Böyle zamanlar, duyguların öne geçtiği zamanlardır. Mehter Marşı daha güçlü söylenir. Dünyanın her yerinde savaş ve müdahale dönemlerinde ihtiyat elden gider, heyecan her türlü kaygıyı siler atar. Uluslararası ilişkilerin içeriye dönük fotoğrafı güçlü bir milliyetçiliktir. İlişkiler sertleştikçe ve bozuldukça milliyetçiliğin dozu artar. 1974'te Kıbrıs’a askeri müdahale, Türkiye’de büyük bir coşkuyla karşılandı. Kıbrıs'ın tümünü isteyen Rum milliyetçiliğinin baskıları, Türklere yönelik saldırılar Türkiye’de öfke yaratmıştı.

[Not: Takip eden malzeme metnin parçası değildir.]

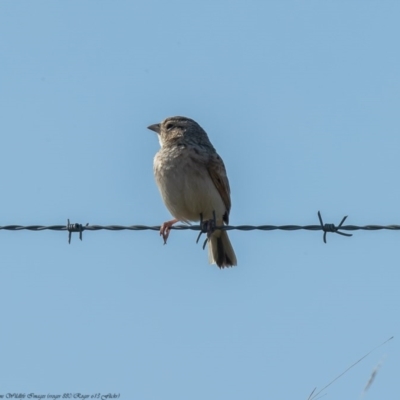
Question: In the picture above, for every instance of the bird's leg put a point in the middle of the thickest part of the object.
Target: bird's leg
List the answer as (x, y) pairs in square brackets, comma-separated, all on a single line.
[(212, 223), (165, 228)]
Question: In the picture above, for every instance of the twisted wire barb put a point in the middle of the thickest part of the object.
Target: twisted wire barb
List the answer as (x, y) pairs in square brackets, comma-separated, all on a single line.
[(321, 227)]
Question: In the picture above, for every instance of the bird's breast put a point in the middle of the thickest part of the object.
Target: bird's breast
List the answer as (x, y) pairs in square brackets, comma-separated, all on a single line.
[(185, 185)]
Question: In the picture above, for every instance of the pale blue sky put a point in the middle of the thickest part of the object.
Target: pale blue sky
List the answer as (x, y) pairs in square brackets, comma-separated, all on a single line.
[(300, 98)]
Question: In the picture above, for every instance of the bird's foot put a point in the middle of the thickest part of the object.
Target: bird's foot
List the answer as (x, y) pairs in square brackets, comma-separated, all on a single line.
[(165, 229)]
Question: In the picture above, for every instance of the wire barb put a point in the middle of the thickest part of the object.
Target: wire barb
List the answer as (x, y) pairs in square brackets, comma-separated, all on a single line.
[(332, 228), (75, 228)]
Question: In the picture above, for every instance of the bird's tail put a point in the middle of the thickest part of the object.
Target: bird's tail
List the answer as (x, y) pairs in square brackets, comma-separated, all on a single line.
[(220, 250)]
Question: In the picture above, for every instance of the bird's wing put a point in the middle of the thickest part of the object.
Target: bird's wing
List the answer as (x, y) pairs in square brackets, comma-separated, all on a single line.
[(216, 169)]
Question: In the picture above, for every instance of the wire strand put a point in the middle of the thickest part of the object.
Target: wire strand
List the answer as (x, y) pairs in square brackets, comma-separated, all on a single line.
[(326, 228)]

Bülent Ecevit, Kıbrıs’a çıkarma yaptığında, bir milli kahramana dönüşmüştü. Tabii, mesele orada bitmedi. Ekonomik ambargo, uluslararası yaptırımlar, ülkemizin uzun yıllar yoksullaşmasına neden oldu. Kuzey Kıbrıs Türk Cumhuriyeti kuruldu ama tanınmayan bir devlet haline dönüştü. Kıbrıs, bir mesele olarak orada duruyor.
Peki ne yapalım?
‘Sınır güvenliği her devletin en doğal hakkıdır’ diye düşünülebilir. Suriye’deki iç savaş, Türkiye'ye terör olarak, milyonlarca yersiz yurtsuz insanın göçü ve şiddet olarak yansıyor. Bu yüzden Türkiye kendini haksızlığa uğramış hissediyor. Eğer söylendiği gibi ABD bölgeden çekilecekse, bu yeni bir dönemin başlangıcı anlamına gelecek. Hükümet, bölgedeki boşluğu doldurmak için harekete geçmeyi, başlıca çözüm olarak sunuyor. Bu yolla sınırı güvenceye almayı planladığını belirtiyor.
Bardağın boş tarafı
Bardağın boş tarafından bakalım... ABD bölgeden çekilince, İran’ın öncülüğündeki “Şii Yayı” (İran, Irak, Suriye, Lübnan) ve onlara yakın Rusya, daha güçlü bir seçenek haline dönüşecek. Türkiye’nin bu cepheyle ilişkisi, yeni bir boyut kazanacak. Örneğin İran ve Rusya, Türkiye'nin askeri harekatına karşı olduklarını açıkladılar. BM Genel Sekreteri “Suriye’de barışın askeri müdahale ile değil, siyasi bir süreç ile elde edilebileceğini” söyleyerek Türkiye’nin müdahalesine karşı çıktı. İçeride de operasyon konusunda endişeler dile getirildi.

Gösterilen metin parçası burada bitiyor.